Ternyata benar-benar perlu sejatuh itu, aku akhirnya dapat tertawa lepas kembali.

Bagaimana aku bisa berhenti atau setidaknya meredakan kalut pikiran dan kecemasan akan masa depan? Aku berani sumpah butuh waktu lama untuk mempelajari ini terlebih tipe orang overthinking.

Namun, untuk saat ini aku sudah lebih stabil, mampu memberikan jawaban pada pertanyaan tersebut.

Intinya bersyukur apa yang kamu miliki, hargai dan cintai hal-hal yang membuatmu bahagia, jaga dan jangan sampai kamu merusak atau melukai, maafkan apa yang telah terjadi.

Untuk urusan bagaimana kedepannya tentang apapun itu, berdo'a, sisanya serahkan kepada pemilik segala-Nya, harus benar-benar yakin dalam hati bahwa Allah memberikan yang terbaik.

Pasti sulit untuk mempercayai hal ini bagi beberapa perspektif, terlebih seperti saat aku terpuruk pun rasanya tidak terima dengan keadaan dan berpikir, mengapa jalan hidupku tidak mudah? apa benar aku berhak bahagia? mempertanyakan apa benar Allah sayang.

Bukankah rencana Allah itu baik walau awalnya perlu air mata untuk menerima ketentuan-Nya? 

Kemudian dalam hal bersyukur, ingat hidup kita hanya sebentar di dunia yang fana.
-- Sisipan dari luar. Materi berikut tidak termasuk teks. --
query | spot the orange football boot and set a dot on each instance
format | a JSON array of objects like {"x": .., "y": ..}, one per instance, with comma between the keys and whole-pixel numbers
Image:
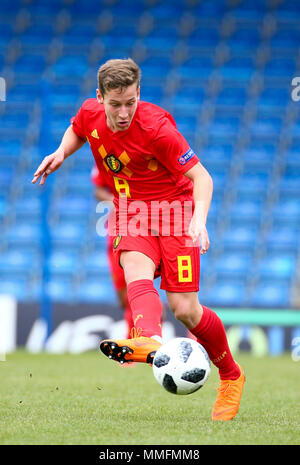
[
  {"x": 228, "y": 398},
  {"x": 139, "y": 349}
]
Jangan buang energimu untuk hal-hal yang menyakitimu. Ambil dan jaga hal yang kamu miliki dengan keberanian.

Terlebih "kamu hanya akan menghargai sesuatu ketika hal tersebut telah hilang darimu".

Aku saksi hidup, beberapa dari mereka pergi tanpa memberikan kesempatan adanya persiapan dari orang-orang terdekatnya. Memang pasti, sudah pasti tidak ada satu orang pun yang tahu kapan mereka akan berpulang.

Lalu aku membayangkan

    1. Bagaimana jika aku yang pergi?
    2. Apa amalanku telah cukup?
    3. Apa taubatku diterima?
    4. Apa aku sempat meminta maaf pada mereka yang telah aku sakiti?
    5. Bagaimana orang sekitarku?
    6. Apa yang terjadi pada mereka dalam kurun waktu sebulan? 2 bulan? 1 tahun? dan seterusnya
Lalu aku mulai menangis dan terpaku pada satu pertanyaan mengena. 
"Apa aku cukup siap jika sewaktu-waktu aku kembali berpulang kepada-Nya?"

Melalui tulisan ini, saya Tasya Alifia Azzahra, memohon maaf sebesar-besarnya dengan tulus bagi semua orang yang sempat mengetahui, bertemu bahkan mengenal saya.

Saat ini dan kedepannya yang dapat aku lakukan terus berusaha berbuat baik dan penuh cinta kepada siapapun walau dengan resiko sekalipun, dan aku hanya berharap cukuplah dengan ridho Allah yang pasti selalu mencintaiku dan mencukupi kehidupanku.